- Born: December 30, 1990 (age 35)
- Style: Sambo
- Medal record
Sambo
Representing Georgia
World Championship
| Bronze medal – third place | 2011 Vilnius | −72 kg |
| Silver medal – second place | 2014 Minsk | −72 kg |
| Silver medal – second place | 2015 Cassablanca | −68 kg |
| Bronze medal – third place | 2016 Sofia | −72 kg |
| Bronze medal – third place | 2017 Sochi | −72 kg |
| Gold medal – first place | 2018 Bucharest | −72 kg |
| Silver medal – second place | 2019 Chonju | −72 kg |
European Championship
| Silver medal – second place | 2008 Tbilisi | −80 kg |
| Silver medal – second place | 2015 Zagreb | −72 kg |
| Gold medal – first place | 2016 Kazan | −72 kg |
| Gold medal – first place | 2017 Minsk | −72 kg |
| Silver medal – second place | 2018 Athens | −72 kg |
European Games
| Silver medal – second place | 2019 Minsk | −72 kg |

= Nino Odzelashvili =

Georgian sambo practitioner and judoka

Nino Odzelashvili (ნინო ოძელაშვილი; born 30 December 1990) is a Georgian sambo practitioner and judoka.

==Career==
===Judo===
As judoka she has participicated World Cup Sofia 2009, European Championships Tbilisi 2009, World Championships Rotterdam 2009, World Cup Warsaw 2010, World Cup Sofia 2011, World Cup Prague 2011, European Championships Istanbul 2011, Grand Slam Moscow 2011, World Cup Madrid 2011, World Cup Lisbon 2011, Grand Prix Tbilisi 2014, European Games 2015, European Open Sofia 2016, Tbilisi Grand Prix 2017, Minsk European Open 2017, World Senior Championship Budapest 2017, World Senior Championship Teams 2017, Tbilisi Grand Prix 2018. As a Judoka, she was eliminated from 2015 European Games by Belgian Lola Mansour at round of 32. She was eliminated from the first round of 2017 World Judo Championships.

===Sambo===
As a sambo practitioner, she has competed in -72 kg and -80 kg categories.
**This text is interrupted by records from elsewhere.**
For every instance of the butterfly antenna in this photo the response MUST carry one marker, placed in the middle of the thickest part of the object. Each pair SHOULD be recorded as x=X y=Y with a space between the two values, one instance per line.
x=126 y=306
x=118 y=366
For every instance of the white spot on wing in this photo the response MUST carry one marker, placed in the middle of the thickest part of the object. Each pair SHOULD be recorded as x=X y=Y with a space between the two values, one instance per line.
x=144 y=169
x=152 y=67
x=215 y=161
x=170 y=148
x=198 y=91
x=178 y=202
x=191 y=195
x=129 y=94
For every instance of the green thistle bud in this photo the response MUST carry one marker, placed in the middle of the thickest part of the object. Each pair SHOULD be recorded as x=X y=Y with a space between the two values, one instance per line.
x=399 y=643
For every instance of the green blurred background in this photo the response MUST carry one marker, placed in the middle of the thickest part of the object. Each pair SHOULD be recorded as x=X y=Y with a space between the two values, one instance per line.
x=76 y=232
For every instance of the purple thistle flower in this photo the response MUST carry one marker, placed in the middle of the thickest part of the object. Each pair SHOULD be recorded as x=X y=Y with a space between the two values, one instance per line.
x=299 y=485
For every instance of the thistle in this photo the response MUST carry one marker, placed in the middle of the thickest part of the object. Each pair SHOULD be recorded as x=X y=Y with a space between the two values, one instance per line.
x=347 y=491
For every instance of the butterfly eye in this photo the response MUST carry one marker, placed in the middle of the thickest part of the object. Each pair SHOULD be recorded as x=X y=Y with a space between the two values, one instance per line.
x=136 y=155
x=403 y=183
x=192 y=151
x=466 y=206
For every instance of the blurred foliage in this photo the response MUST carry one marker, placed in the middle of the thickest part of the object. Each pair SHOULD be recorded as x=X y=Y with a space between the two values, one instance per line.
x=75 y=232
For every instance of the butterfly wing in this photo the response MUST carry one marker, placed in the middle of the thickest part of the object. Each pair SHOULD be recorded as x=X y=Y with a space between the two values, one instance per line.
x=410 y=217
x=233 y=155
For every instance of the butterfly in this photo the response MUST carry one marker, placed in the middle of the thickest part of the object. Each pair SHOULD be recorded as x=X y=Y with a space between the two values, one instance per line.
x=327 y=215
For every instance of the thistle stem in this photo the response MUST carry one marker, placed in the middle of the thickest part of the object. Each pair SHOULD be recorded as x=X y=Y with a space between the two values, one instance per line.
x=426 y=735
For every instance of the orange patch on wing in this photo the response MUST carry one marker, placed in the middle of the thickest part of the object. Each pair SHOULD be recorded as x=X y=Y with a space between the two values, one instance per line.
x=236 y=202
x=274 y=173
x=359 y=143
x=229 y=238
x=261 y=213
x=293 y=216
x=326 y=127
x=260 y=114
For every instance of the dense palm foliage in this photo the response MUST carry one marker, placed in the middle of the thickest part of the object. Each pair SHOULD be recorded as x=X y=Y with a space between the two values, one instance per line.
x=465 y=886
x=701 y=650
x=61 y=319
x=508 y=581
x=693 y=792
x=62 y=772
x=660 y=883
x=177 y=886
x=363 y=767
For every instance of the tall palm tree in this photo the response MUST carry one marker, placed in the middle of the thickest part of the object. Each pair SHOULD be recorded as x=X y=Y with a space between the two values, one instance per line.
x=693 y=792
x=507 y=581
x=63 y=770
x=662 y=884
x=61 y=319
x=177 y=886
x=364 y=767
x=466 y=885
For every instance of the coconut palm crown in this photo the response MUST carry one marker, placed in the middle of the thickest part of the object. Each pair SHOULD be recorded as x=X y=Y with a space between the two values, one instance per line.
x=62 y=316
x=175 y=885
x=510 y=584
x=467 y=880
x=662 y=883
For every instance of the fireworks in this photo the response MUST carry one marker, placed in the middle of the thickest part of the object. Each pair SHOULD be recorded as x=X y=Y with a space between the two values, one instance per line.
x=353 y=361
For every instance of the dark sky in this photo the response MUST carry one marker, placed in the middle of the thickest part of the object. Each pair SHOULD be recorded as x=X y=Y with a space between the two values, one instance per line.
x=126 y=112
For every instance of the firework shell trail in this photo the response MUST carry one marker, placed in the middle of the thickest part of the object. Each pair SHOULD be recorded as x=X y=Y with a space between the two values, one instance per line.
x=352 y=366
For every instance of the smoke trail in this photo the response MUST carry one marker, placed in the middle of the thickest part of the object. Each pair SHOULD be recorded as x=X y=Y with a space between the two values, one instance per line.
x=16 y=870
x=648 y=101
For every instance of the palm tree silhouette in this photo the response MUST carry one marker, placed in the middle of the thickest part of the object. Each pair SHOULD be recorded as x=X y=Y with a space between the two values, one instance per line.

In 2014, she won a silver medal at World Sambo Championships, lost final to Russian Irina Alekseeva (-72 kg).

In 2020 she has won a gold medal at European Cup held in Minsk.

In 2018 she became a world champion in Sambo, beaten Romanian Lorena Podelenczki.

In 2019 she won a silver medal at 2019 European Sambo Championships.

In 2022 she became a champion of European Sambo Cup.

She won a bronze medals at 2016 and 2017 World Sambo Championships.

==Personal life==
She is divorced. In TV show, she has later talked about her former husband who was a soldier who fought in Afghanistan war. She has spoken out about marriage problems and physical abuse.